New Haven’s hospitals fared poorly on the Connecticut Department of Public Health’s (DPH) latest Adverse Event Report, which lists the number of “adverse events” reported by the state’s hospitals.
The report, released in October 2011, identified St. Raphael’s Hospital as having the second-highest count of malpractice errors that qualify as adverse events, while Yale-New Haven Hospital reported the highest number of cases in which foreign objects were left in a patient during surgery, based on data between 2004 and 2010. This is the first time Connecticut’s Adverse Event Report has listed the names of the hospitals in the annual report, according to the Department of Public Health.
“[Including names in the report] doesn’t make a difference one way or another,” said Yale-New Haven Hospital associate chief of staff Tom Balcezak. “The purpose of the report is to identify areas of improvement so that institutions can work with one another.”
By federal law since 2002, the state’s hospitals have been required to report to the DPH any malpractice errors that qualify as adverse events, such as surgery performed on the wrong part of the body and sexual assault within hospital premises, along with a corrective action plan stating how the hospital dealt with such matters, according to DPH spokesman William Gerrish. The DPH’s Quality and Healthcare Advisory Committee, in turn, is required to evaluate this information and make suggestions to the hospitals in order to reduce the incidence of adverse events, he added.
At 19.2 incidents per 100,000 inpatient days, St. Raphael’s Hospital had the second-highest rate of adverse events in 2010, calculated with data collected on 100,000 inpatient days. The hospital recorded that the most common adverse event were falls, which Jim Judson, St. Raphael’s director of quality improvement and patient relations, said in a Monday email that this statistic is due to the hospital’s high number of elderly patients. He added that St. Raphael’s has since implemented new practices to reduce this rate, such as hourly nurse rotations on floors with many patients at risk of falling and installing bedroom alarms on all patient beds. He added that in fiscal year 2011 total patient falls fell 8 percent, as measured in number of falls per 1,000 patient days.
In addition to topping the list of acute care hospitals with high rates of foreign objects being left in patients between 2004 and 2010, Yale-New Haven hospital reported one of the highest rates of pressure ulcers and injuries from falls. Balcezak said that they do not shy away from reporting every case, citing pressure ulcers as an example, so even small ulcers in the nose made by oxygen tubing are reported along with larger ones in the arms and legs.

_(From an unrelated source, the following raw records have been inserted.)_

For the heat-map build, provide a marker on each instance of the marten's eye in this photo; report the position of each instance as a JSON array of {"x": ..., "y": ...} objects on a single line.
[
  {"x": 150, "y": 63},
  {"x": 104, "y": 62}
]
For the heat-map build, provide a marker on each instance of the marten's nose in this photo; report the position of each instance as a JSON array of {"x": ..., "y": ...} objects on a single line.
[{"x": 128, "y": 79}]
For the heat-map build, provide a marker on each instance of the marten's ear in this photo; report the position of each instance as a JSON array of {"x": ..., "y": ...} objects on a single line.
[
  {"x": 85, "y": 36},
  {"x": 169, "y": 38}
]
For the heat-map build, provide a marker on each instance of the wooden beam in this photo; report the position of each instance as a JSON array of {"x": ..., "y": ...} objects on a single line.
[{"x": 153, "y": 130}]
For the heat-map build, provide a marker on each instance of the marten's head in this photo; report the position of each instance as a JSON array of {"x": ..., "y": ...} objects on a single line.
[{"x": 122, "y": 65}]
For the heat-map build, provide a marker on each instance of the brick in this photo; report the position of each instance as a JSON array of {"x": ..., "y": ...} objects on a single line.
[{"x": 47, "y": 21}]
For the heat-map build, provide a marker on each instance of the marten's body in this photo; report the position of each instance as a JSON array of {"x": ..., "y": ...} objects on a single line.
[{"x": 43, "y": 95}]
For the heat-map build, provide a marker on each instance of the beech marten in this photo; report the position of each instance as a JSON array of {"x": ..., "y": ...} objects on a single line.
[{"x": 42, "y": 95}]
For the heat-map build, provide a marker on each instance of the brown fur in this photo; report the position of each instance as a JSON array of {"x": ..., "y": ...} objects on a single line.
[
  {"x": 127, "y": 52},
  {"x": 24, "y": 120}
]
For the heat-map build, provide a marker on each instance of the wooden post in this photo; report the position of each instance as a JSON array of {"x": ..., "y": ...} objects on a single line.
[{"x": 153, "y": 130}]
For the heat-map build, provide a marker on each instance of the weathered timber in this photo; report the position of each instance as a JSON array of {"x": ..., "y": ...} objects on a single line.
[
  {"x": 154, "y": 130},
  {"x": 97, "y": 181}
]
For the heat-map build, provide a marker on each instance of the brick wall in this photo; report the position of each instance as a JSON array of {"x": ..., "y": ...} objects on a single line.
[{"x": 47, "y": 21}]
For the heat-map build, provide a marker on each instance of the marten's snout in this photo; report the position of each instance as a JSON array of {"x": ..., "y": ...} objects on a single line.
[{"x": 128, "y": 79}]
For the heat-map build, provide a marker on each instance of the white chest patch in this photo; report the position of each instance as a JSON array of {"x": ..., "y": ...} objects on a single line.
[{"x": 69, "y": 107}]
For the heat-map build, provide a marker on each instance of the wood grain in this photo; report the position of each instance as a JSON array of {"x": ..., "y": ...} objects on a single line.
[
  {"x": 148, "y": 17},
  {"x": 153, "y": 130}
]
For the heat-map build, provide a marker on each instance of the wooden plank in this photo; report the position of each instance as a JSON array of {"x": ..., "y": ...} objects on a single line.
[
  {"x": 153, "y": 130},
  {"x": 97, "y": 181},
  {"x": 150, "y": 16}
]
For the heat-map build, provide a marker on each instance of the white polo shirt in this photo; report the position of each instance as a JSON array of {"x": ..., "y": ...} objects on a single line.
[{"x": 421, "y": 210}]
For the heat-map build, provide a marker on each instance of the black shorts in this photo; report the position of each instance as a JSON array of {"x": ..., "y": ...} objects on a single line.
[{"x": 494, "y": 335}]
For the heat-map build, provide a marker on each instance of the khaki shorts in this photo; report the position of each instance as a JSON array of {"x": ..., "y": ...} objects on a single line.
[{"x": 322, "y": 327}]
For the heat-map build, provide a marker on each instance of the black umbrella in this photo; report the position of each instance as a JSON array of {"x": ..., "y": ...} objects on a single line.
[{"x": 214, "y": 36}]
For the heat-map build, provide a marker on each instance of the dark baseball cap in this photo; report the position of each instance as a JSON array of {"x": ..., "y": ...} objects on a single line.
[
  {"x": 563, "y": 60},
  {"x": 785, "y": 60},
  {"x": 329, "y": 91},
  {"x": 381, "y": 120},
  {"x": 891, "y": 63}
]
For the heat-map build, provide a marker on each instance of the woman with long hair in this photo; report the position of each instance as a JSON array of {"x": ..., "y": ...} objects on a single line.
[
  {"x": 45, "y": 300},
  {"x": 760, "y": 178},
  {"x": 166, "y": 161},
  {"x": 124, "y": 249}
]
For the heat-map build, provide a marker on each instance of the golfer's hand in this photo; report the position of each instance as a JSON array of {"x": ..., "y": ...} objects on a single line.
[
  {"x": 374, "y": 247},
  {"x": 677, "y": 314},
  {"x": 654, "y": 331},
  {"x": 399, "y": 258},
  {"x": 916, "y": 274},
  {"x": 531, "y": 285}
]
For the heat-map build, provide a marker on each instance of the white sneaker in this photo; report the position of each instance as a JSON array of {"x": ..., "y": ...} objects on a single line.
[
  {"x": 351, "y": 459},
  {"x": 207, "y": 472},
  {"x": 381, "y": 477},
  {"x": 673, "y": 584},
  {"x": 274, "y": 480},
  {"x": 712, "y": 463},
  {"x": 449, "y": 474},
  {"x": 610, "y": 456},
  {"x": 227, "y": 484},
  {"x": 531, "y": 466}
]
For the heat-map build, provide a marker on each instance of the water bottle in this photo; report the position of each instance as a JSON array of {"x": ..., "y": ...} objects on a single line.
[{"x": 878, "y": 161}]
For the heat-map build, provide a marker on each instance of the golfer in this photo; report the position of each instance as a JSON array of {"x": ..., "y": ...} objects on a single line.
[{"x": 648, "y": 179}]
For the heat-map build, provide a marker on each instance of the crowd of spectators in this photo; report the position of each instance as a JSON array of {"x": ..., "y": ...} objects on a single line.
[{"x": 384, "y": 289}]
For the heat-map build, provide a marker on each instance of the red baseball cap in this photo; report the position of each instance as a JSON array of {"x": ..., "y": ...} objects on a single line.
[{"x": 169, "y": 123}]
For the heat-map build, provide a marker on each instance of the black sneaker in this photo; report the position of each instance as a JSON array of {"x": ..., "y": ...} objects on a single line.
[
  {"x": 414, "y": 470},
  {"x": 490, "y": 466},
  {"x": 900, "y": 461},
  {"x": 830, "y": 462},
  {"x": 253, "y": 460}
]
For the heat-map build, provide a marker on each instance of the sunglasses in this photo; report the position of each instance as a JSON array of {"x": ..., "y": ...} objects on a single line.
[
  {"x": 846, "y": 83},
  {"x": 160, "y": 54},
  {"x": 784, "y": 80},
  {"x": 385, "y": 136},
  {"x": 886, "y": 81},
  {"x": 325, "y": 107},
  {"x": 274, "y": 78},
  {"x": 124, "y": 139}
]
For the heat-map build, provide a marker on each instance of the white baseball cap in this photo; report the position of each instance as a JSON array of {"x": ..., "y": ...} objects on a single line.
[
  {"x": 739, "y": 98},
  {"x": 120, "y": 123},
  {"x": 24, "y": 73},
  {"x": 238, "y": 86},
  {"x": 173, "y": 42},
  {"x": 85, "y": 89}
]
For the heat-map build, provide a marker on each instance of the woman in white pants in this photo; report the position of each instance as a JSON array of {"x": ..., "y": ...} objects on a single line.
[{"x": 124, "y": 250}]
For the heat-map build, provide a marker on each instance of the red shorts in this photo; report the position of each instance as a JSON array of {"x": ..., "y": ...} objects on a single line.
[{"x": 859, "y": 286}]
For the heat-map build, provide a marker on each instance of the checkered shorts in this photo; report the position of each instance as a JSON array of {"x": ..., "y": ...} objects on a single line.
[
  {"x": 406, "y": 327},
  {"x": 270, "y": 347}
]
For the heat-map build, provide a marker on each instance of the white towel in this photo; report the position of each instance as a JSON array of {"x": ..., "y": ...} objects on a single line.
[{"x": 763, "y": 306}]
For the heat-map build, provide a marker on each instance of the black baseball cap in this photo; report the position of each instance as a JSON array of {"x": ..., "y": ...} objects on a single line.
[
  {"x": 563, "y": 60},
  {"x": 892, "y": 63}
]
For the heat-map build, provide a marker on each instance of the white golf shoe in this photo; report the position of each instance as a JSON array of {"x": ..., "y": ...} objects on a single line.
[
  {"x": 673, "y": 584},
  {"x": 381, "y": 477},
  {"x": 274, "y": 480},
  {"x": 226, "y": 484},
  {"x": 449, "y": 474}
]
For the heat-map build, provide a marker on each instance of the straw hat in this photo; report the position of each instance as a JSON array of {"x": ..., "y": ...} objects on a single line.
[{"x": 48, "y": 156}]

One concern, according to Jean Rexford, executive director of the Connecticut Center for Patient Safety, is that hospitals might underreport adverse events in an effort to lower their rankings.
“Mistakes are happening but what is troublesome is the fact that things get reported and everybody continues with business as usual,” Rexford said. “How could we still be having wrong-side surgery or instruments left in people when there are so many protocols and procedures to prevent that from happening?”
Gerrish said in addition to reporting adverse events, the DPH reviews patient records to verify the no events remained hidden, in which case they proceed with legal action.
Connecticut Hospital Association spokeswoman Michelle Sharp said the state’s hospitals are working together to improve patient safety through the Patient Safety Organization’s multi-hospital collaboratives and participation in the nationwide initiative “Partnership for Patients: Better Care, Lower Costs,” a private-public healthcare partnership that aims to improve healthcare for all Americans.
Overall, 1,637 adverse hospital events that resulted in patient harm were reported to the DPH between May 2004 and May 2011, including 157 cases in which patients died. The most common incidents reported since 2004 were falls that resulted in injury or death.